ISBN:4150502226:image ISBN:4150502226

集団の形成過程や儀礼、その状況、集団にどういう種類や性質があるかとか考えていた時に、どこからどこまでが本能なのかわからなくなってきて社会学から動物行動学に飛んでみた。

動物にも儀式めいた行動はあるが、遺伝的な行動型だ。

コクマルガラスには明確な身分制度があり、身分が遠い同士は互いに眼中に入らない。トゲウオは巣に近い方がなぜか絶対に勝つ。

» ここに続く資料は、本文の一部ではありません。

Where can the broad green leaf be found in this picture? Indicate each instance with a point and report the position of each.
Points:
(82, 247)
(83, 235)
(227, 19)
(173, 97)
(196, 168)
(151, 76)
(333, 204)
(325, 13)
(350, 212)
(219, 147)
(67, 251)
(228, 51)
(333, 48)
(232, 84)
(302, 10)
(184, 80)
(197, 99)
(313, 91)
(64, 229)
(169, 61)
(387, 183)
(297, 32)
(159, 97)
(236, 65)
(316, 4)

また、社会形成をしている動物もいるが、集団の行動を決めているのは「動物語」という周りの状況に反応して鳴くだけの言語だ。馬鹿なコミュニケーション形態だが、これは生存の為には有効に働いている。意味を読み取る側が状況を汲み取って賢く行動してやれば十分らしい。

人間は文化を継承していき、文化は集団にとても重要だが、この「動物語」的なものが集団形成のフェーズでかなり重要な気がしている。「匂いで同類だとわかる」だとかそういうコミュニケーション以前のきっかけとか。

あとエピソード自体がとても面白い。気がついたら俺がコクマルガラスのツイック儀式を絵で描いているぐらいに面白い。